We found billions and billions for daft tax cuts and juicy contracts to Tory donors for dodgy services and contacts. No one asks "how can we afford this?" when it's tax cuts for corporations or selling off profitable public owned assets. I think we can afford to spend a little more on helping people survive. The money spent on welfare also doesn't just disappear, it goes straight back into the economy. The very poorest people can't afford to have savings, it all gets spent on essentials.
Growing the economy is very difficult when people don't have any money to spend. It's a giant weight around the economy's neck. If the Tories hadn't been burning the country down for the last 14 years we wouldn't have as many people struggling in poverty and wouldn't have to spend as much. Unfortunately they have so we do.

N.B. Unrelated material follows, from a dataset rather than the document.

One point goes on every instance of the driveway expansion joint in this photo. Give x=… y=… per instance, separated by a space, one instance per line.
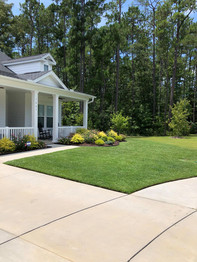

How about we raise taxes on the wealthy and corporations, and reinvest that money into supporting the people of the nation and trying to grow the economy?
It's also not one third of the NHS budget. The total "cost of harm" to the NHS Inc legal costs was £6.6bn in 2022-2023, the total budget was £180bn. That's around 3.5%. Just use some common sense and think about what one third of the budget would imply. Is one third of the NHS made up of lawyers? Do you know just as many NHS lawyers as you do nurses and doctors? Double check "facts" that sound unbelievable and via outrageous before spewing them out for others to be misled by.